Crocodile Dundee star Paul Hogan has called his 27-year-old son, Chance, “terrible” after a series of public incidents sparked concerns.
The 85-year-old actor said he is forced to remain in the US because of Chance’s behaviour and the negative attention he gets from tabloid newspapers.
The singer and chef is the only child of Hogan and his second wife and Crocodile Dundee co-star Linda Kozlowski. Chance shared a video on Instagram in January in which he was seen slurring his words while drinking wine.
He said at the time: “This is my life. This is what it’s been reduced to. Please kill me. I’m begging you.” Within moments he’d shared a follow-up video saying: “I take it all back. I am living the dream… I never want to leave this table.”
“I have business reasons and my son to stay in the States for now,” Hogan told the Today show, admitting that he would go back to Australia “tomorrow” if he did not have any constraints. “It’s where I belong,” he continued.
Asked for an update about his troubled son, Hogan said: “Alright. Better than he gets.”
He added: “He gets a lot of tabloid stuff, but he’s a terrible person because he knows they’re watching him and he puts something on for them.”
Hogan has been open about the struggles Chance has faced throughout his life, telling the Sydney Telegraph that his parents are “the only family” he has.
“I’m only living in Los Angeles because he’s not ready for me to leave,” the actor told ABC Australia in 2019. “He’s got his own friends that he grew up with and his band, they’re in LA. So the minute he’s set, or he comes with me, I’m back here. I’ve had my share of Los Angeles. I’d have come years ago if he’d have come with me.” The family are reported to live in a $3.5m house in Venice Beach, California, where Chance grew up.

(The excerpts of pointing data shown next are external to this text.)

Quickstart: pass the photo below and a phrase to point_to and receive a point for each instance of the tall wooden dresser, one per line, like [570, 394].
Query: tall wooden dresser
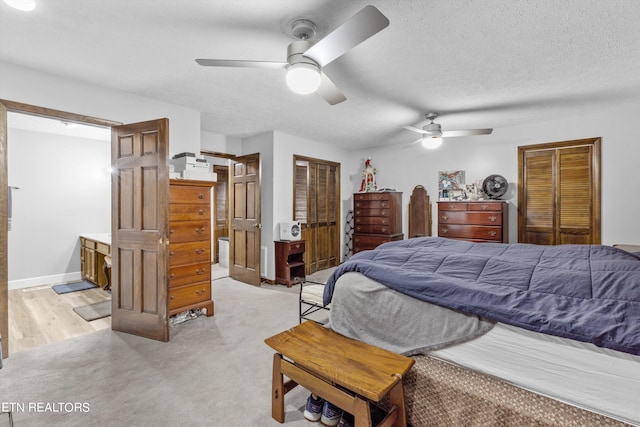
[190, 217]
[477, 221]
[377, 219]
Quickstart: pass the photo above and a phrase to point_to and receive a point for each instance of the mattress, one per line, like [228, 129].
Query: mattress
[581, 374]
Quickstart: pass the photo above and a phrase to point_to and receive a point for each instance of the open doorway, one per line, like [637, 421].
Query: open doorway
[59, 188]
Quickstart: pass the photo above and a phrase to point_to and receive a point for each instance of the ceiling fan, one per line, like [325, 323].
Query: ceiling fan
[305, 58]
[432, 133]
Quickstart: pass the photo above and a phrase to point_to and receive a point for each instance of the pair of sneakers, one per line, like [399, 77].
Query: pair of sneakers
[319, 409]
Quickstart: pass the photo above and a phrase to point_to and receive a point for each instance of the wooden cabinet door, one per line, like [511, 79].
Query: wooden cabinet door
[245, 227]
[140, 210]
[559, 193]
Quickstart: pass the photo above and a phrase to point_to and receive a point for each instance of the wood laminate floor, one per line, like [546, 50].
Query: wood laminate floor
[39, 316]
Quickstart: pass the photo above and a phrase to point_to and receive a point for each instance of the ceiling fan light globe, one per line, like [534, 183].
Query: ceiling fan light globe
[303, 78]
[431, 142]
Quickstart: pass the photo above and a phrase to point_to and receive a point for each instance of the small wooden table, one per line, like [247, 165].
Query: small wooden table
[346, 372]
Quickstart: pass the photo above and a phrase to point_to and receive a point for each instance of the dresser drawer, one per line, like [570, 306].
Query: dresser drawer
[189, 194]
[372, 228]
[486, 206]
[372, 212]
[188, 212]
[186, 253]
[189, 231]
[470, 218]
[372, 204]
[470, 232]
[186, 295]
[190, 273]
[452, 206]
[372, 220]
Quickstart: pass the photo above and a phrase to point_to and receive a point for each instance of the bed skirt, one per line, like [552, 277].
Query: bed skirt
[440, 393]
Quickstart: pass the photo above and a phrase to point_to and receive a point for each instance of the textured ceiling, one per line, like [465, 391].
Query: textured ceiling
[480, 63]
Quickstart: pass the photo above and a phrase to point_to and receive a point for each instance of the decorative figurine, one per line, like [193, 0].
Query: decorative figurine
[368, 177]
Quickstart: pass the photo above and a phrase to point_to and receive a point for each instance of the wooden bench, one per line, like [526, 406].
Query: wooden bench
[348, 373]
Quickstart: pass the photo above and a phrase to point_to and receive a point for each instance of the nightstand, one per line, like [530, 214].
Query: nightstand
[289, 261]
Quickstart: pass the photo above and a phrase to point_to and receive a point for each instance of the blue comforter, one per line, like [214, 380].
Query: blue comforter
[588, 293]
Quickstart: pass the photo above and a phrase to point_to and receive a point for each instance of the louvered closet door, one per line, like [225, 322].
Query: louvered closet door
[316, 196]
[559, 193]
[538, 207]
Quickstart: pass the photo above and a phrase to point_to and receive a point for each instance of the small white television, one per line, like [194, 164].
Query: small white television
[290, 230]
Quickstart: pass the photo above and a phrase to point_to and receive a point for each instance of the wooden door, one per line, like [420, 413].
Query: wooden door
[245, 217]
[559, 193]
[316, 206]
[140, 210]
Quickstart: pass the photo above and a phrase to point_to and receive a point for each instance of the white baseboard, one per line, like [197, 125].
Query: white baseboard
[44, 280]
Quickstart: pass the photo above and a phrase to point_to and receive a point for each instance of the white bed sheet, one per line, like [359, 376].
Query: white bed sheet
[581, 374]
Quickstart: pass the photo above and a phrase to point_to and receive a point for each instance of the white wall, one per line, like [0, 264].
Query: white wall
[45, 90]
[212, 141]
[480, 156]
[65, 190]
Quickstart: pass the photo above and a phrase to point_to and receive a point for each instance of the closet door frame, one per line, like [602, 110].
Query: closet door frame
[594, 187]
[316, 246]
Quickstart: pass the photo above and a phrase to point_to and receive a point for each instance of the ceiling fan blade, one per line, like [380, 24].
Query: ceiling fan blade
[329, 91]
[357, 29]
[413, 143]
[466, 132]
[414, 129]
[236, 63]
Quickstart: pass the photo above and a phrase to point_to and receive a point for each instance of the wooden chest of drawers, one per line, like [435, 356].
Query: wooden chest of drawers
[477, 221]
[377, 219]
[190, 219]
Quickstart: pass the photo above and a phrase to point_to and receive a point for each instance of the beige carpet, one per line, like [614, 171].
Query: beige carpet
[215, 371]
[94, 311]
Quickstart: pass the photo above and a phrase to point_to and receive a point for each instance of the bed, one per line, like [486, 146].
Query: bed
[502, 334]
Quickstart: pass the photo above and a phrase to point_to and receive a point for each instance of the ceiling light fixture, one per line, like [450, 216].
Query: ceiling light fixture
[303, 78]
[431, 142]
[24, 5]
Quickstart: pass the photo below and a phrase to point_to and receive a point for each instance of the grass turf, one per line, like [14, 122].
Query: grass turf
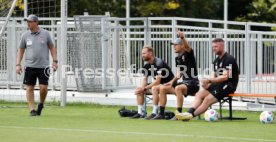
[86, 123]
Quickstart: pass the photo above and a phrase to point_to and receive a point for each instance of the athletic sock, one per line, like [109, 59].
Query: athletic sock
[155, 109]
[162, 110]
[179, 109]
[140, 109]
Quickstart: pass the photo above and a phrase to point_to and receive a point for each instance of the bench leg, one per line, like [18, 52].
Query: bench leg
[220, 110]
[231, 112]
[145, 105]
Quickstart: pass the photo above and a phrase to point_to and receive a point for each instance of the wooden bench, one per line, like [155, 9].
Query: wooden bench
[229, 101]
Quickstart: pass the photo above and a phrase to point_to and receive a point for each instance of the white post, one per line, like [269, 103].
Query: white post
[8, 18]
[63, 50]
[128, 31]
[25, 8]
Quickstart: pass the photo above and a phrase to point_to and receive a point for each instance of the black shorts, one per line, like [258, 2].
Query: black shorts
[192, 86]
[221, 90]
[32, 74]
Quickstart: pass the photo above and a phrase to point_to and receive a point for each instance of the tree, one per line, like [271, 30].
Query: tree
[260, 11]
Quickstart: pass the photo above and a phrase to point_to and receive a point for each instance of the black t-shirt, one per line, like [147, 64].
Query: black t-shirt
[159, 67]
[187, 60]
[227, 62]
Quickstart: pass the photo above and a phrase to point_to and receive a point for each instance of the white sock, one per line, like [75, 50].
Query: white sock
[155, 109]
[140, 109]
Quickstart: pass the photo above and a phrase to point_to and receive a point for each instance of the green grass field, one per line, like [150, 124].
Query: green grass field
[96, 123]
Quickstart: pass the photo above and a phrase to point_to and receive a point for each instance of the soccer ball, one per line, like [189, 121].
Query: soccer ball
[267, 117]
[211, 115]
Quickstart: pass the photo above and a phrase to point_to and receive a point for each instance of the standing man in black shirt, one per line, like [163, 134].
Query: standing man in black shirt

Hogan has five children with his first wife, Noelene Edwards, including four sons and one daughter. The couple married and divorced twice before Hogan married Chance’s mother Kozlowski in 1990. The pair divorced in 2014.
Hogan played Michael J Dundee in the trilogy, released between 1986 and 2001, about a weathered crocodile poacher who arrives bewildered in the big city of New York.
The first film was nominated for Best Original Screenplay at the 1986 Academy Awards. The actor has repeatedly turned down offers for further sequels.
He has since starred in Australian comedy films Charlie & Boots (2009) and Strange Bedfellows (2004). He most recently starred as himself in 2020 comedy The Very Excellent Mr Dundee.